Resumo de Reunião Clínica
 

Uma senhora de 63 anos foi internada com queixas de intensa cefaléia contínua e uma forte dor na coluna, na região lombo-sacra, ambas refratárias à analgesia habitual. Apresentava uma importante lesão na mama esquerda, profunda, de aparência pétrea e fétida, que não foi vista na internação porque a paciente a ela não fez nenhuma referência. Todos os dias a própria paciente trocava o curativo e a lesão só veio a ser examinada 1 mês após a internação. O diagnóstico de lesão carcinomatosa foi facilmente comprovado pelos exames complementares e, dias depois, selou-se o diagnóstico de câncer de mama com metástases cerebrais (cefaléia por meningite carcinomatosa) e ósseas (coluna vertebral). Ao encontrar dificuldades em esclarecer o diagnóstico à paciente, seu médico assistente solicitou que a paciente fosse acompanhada por um membro da equipe de Psicologia Médica do C.M.P. associada a esta enfermaria. A paciente teve 7 atendimentos antes de ser transferida para tratamento quimioterápico em hospital especializado.

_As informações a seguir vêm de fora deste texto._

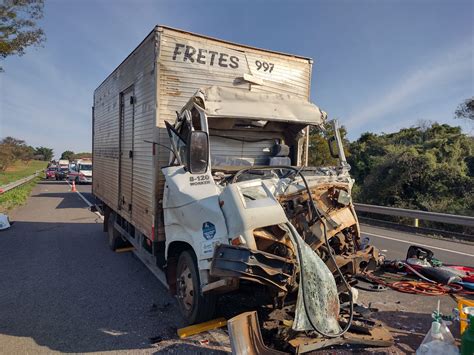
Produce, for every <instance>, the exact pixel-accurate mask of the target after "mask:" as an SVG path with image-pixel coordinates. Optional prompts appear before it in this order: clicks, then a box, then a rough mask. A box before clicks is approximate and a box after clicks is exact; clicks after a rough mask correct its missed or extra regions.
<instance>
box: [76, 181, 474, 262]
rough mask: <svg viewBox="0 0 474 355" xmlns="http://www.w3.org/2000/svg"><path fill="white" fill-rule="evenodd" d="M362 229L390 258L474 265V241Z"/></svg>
mask: <svg viewBox="0 0 474 355" xmlns="http://www.w3.org/2000/svg"><path fill="white" fill-rule="evenodd" d="M77 190H78V191H79V192H80V193H81V194H82V195H83V196H84V197H85V198H86V199H87V200H88V201H90V203H92V204H93V203H95V201H96V200H95V198H94V196H93V195H92V193H91V185H77ZM361 229H362V235H363V237H368V238H369V239H370V243H371V244H373V245H375V246H376V247H377V248H379V249H381V250H383V253H384V254H385V255H386V256H387V258H388V259H390V260H394V259H397V260H403V259H405V258H406V253H407V251H408V248H409V246H410V245H419V246H422V247H425V248H428V249H431V250H432V251H433V252H434V254H435V256H436V257H437V258H438V259H440V260H441V261H443V262H444V263H448V264H456V265H466V266H473V267H474V243H470V244H467V243H461V242H453V241H450V240H446V239H435V238H431V237H427V236H423V235H417V234H412V233H405V232H400V231H396V230H390V229H385V228H380V227H374V226H369V225H362V226H361ZM473 242H474V241H473Z"/></svg>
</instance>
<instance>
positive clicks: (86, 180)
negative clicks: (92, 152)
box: [67, 159, 92, 184]
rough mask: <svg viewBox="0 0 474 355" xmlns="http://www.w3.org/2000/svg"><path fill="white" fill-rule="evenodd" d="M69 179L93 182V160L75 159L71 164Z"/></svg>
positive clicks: (77, 180)
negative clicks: (92, 162)
mask: <svg viewBox="0 0 474 355" xmlns="http://www.w3.org/2000/svg"><path fill="white" fill-rule="evenodd" d="M67 179H68V180H69V181H74V182H75V183H76V184H90V183H92V160H91V159H77V160H75V161H74V162H73V164H70V167H69V173H68V175H67Z"/></svg>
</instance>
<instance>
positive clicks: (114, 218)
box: [107, 212, 126, 251]
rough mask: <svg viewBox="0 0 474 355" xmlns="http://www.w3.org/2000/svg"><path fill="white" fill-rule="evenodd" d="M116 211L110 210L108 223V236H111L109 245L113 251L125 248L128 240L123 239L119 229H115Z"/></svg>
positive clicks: (108, 236)
mask: <svg viewBox="0 0 474 355" xmlns="http://www.w3.org/2000/svg"><path fill="white" fill-rule="evenodd" d="M115 217H116V216H115V213H114V212H110V215H109V218H108V224H107V236H108V238H109V247H110V249H112V250H113V251H115V250H117V249H120V248H123V247H124V246H125V245H126V242H125V241H124V240H123V238H122V236H121V235H120V233H119V231H118V230H116V229H115V227H114V224H115Z"/></svg>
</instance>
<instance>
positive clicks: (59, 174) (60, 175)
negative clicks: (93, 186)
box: [55, 168, 69, 180]
mask: <svg viewBox="0 0 474 355" xmlns="http://www.w3.org/2000/svg"><path fill="white" fill-rule="evenodd" d="M68 172H69V169H68V168H59V169H57V170H56V172H55V178H56V180H64V179H66V177H67V175H68Z"/></svg>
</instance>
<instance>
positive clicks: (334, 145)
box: [328, 136, 339, 158]
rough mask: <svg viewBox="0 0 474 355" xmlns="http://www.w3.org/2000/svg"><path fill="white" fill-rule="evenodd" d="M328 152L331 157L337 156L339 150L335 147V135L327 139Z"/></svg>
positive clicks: (338, 152) (336, 140)
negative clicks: (328, 138) (327, 142)
mask: <svg viewBox="0 0 474 355" xmlns="http://www.w3.org/2000/svg"><path fill="white" fill-rule="evenodd" d="M328 145H329V153H331V156H332V157H333V158H339V151H338V148H337V139H336V136H332V137H331V138H329V139H328Z"/></svg>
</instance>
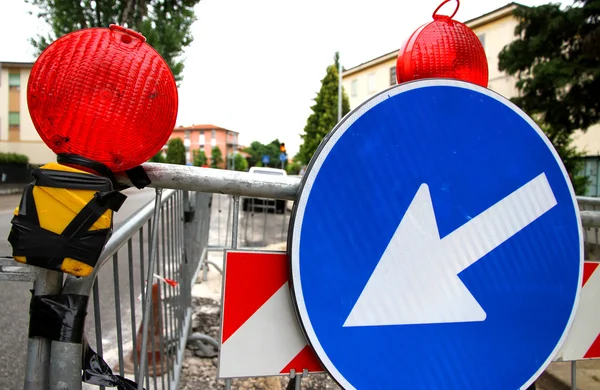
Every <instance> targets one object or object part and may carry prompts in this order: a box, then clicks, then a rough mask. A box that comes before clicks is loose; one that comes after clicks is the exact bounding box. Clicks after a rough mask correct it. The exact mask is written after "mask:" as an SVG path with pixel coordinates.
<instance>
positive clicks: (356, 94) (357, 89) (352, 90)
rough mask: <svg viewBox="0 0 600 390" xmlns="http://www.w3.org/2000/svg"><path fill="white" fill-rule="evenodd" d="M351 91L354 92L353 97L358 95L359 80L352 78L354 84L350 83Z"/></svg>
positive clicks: (351, 91) (350, 90)
mask: <svg viewBox="0 0 600 390" xmlns="http://www.w3.org/2000/svg"><path fill="white" fill-rule="evenodd" d="M350 93H351V94H352V97H356V95H358V80H356V79H354V80H352V84H350Z"/></svg>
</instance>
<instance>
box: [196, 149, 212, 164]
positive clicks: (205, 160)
mask: <svg viewBox="0 0 600 390" xmlns="http://www.w3.org/2000/svg"><path fill="white" fill-rule="evenodd" d="M207 160H208V159H207V158H206V153H204V150H194V162H193V164H194V166H196V167H202V166H204V165H206V162H207Z"/></svg>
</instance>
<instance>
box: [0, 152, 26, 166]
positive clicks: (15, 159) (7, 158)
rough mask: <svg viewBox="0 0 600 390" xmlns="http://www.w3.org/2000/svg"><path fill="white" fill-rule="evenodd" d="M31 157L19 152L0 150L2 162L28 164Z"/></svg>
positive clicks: (15, 163) (7, 162) (1, 161)
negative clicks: (3, 151)
mask: <svg viewBox="0 0 600 390" xmlns="http://www.w3.org/2000/svg"><path fill="white" fill-rule="evenodd" d="M28 163H29V157H27V156H26V155H24V154H18V153H3V152H0V164H28Z"/></svg>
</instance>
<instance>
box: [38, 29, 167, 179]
mask: <svg viewBox="0 0 600 390" xmlns="http://www.w3.org/2000/svg"><path fill="white" fill-rule="evenodd" d="M27 103H28V106H29V113H30V114H31V118H32V121H33V124H34V126H35V128H36V130H37V131H38V133H39V134H40V137H41V138H42V140H43V141H44V142H45V143H46V145H48V147H49V148H50V149H52V151H53V152H54V153H57V154H58V153H74V154H78V155H81V156H83V157H86V158H88V159H91V160H95V161H98V162H101V163H103V164H105V165H106V166H108V167H109V168H110V169H111V170H113V171H115V172H121V171H125V170H127V169H130V168H133V167H136V166H138V165H140V164H141V163H143V162H145V161H147V160H148V159H149V158H150V157H152V156H153V155H155V154H156V153H158V151H159V150H161V148H162V147H163V146H164V145H165V143H166V142H167V140H168V139H169V136H170V134H171V133H172V131H173V128H174V126H175V120H176V117H177V105H178V97H177V86H176V84H175V79H174V78H173V74H172V73H171V71H170V69H169V66H168V65H167V63H166V62H165V61H164V59H163V58H162V57H161V56H160V55H159V54H158V52H156V50H154V49H153V48H152V47H151V46H150V45H148V44H147V43H146V38H144V37H143V36H142V35H140V34H138V33H136V32H134V31H132V30H129V29H125V28H123V27H119V26H115V25H111V26H110V28H89V29H84V30H79V31H76V32H73V33H70V34H67V35H65V36H63V37H61V38H60V39H58V40H56V41H55V42H53V43H52V44H51V45H50V46H48V48H46V50H44V51H43V52H42V54H41V55H40V57H39V58H38V59H37V61H36V62H35V64H34V65H33V68H32V70H31V75H30V76H29V83H28V87H27Z"/></svg>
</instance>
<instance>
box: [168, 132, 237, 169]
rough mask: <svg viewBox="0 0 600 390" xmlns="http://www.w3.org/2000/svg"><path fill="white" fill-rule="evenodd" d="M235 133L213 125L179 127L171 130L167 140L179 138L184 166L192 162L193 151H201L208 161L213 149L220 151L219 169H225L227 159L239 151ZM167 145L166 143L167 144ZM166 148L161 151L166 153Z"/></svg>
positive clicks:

A discussão foi iniciada ressaltando-se que o objetivo de uma adequada comunicação diagnóstica ao paciente inclui a diminuição das fantasias que geralmente existem em relação ao próprio diagnóstico e ao prognóstico da doença, que avassalam o paciente e impedem uma adesão do paciente ao projeto terapêutico.
Outro ponto discutido, e relacionado com o anterior, foi o fato inusitado da paciente ter conseguido evitar o exame de uma importante lesão durante um mês. Foi mencionado um caso descrito por Michael Balint em seu livro Treatment or Diagnosis, a study of repeat prescriptions in general practice (Tavistock publications, London, 1970) em que uma paciente com uma lesão como a descrita acima conseguiu fazer seu médico prescrever-lhe um mesmo anti-inflamatório por 18 anos sem examinar a lesão de sua paciente! Defesas maciças erigidas pelos pacientes contra a própria patologia e as induções iatrogências dos pacientes foram mencionados como sendo os dois ítens de maior gravidade na avaliação psicológica dos pacientes orgânicos pelas conseqüências nefastas que costumam ter em relação ao tratamento do paciente a ao prognóstico terapêutico.
Defesas psicológicas como a acima relatada são estruturadas a partir do repúdio (ou recusa) de um conhecimento. Só desta forma é que uma pessoa consegue saber de algo e, ao mesmo tempo, viver como se não o soubesse. Através deste mecanismo de defesa a paciente “cultivou” seu cancer durante anos e conseguiu também contaminar a equipe, que também repudiou uma importante informação do exame da paciente.